Background & Aims: Previous studies demonstrated oxytocin treatment effectiveness in reducing mortality and reversing liver fibrosis in mice. However, the underlying mechanism remains obscure, given the absence of oxytocin receptor expression in hepatic stellate cells, the primary liver fibrosis effector cells. Methods: A comprehensive map of cell populations in fibrotic liver was generated using single-cell sequencing. The map enabled our study of the target cells of oxytocin action in the liver in more dimensions. Furthermore, we elucidated the mechanism of the oxytocin signaling system in hepatic macrophages using oxytocin receptor-specific knockout mice and liver fibrosis animal models.

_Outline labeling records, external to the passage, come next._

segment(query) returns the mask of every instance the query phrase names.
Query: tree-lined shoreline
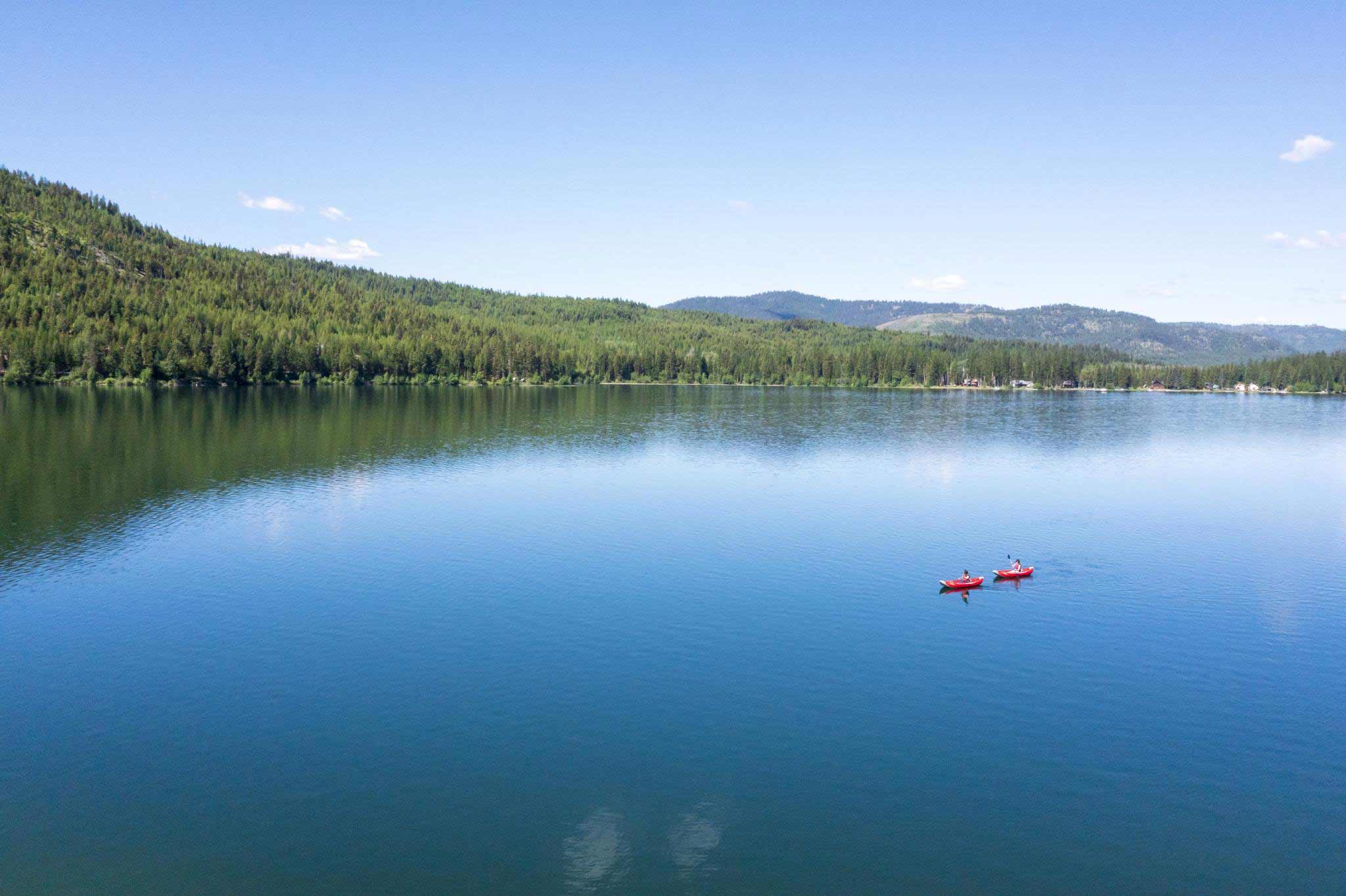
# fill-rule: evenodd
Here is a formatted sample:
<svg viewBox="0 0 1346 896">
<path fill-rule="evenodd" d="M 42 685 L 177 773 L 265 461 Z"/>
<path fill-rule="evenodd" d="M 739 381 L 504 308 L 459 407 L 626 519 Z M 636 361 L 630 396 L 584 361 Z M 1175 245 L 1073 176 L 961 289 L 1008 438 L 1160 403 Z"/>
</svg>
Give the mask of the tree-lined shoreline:
<svg viewBox="0 0 1346 896">
<path fill-rule="evenodd" d="M 1346 352 L 1193 367 L 1098 346 L 522 296 L 210 246 L 0 168 L 8 383 L 680 383 L 1346 390 Z"/>
</svg>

Results: The carbon tetrachloride-induced hepatic fibrosis and bile duct ligation hepatic fibrosis mouse models demonstrated that oxytocin reversed hepatic fibrosis in mice. The mapped liver cell populations demonstrated that oxytocin promoted the phenotypic switch from Ly6high to Ly6Clow in myeloid-derived macrophages. The phenotypic control of oxytocin signaling system activation on this phenotypic switch was validated using myeloid-specific oxytocin receptor knockout mice. Subsequent studies demonstrated that the calcium inward flow induced by oxytocin receptor activation activated the key orphan nuclear receptor NR4A1, which controls macrophage phenotypic switching. Specifically, calcium ions activated CREB, a key target regulator of NR4A1 expression. Conclusions: The findings established hepatic macrophages as a hub responsible for the oxytocin-mediated alleviation of liver fibrosis. This study revealed a novel pathway where oxytocin regulates macrophage phenotype. Impact and implications: Previous studies revealed for the first time the expression of oxytocin receptors in the liver. The present study shows that oxytocin reverses hepatic fibrosis and that hepatic macrophages are the central hub of oxytocin-mediated alleviation of hepatic fibrosis by promoting a phenotypic switch in hepatic macrophages, transitioning from Ly6high to Ly6Clow expression. The present study reveals a novel pathway by which oxytocin regulates macrophage phenotype. In addition, the potential applications of oxytocin and its analogues, as traditional drugs for clinical application, in the treatment of liver fibrosis deserve to be further explored.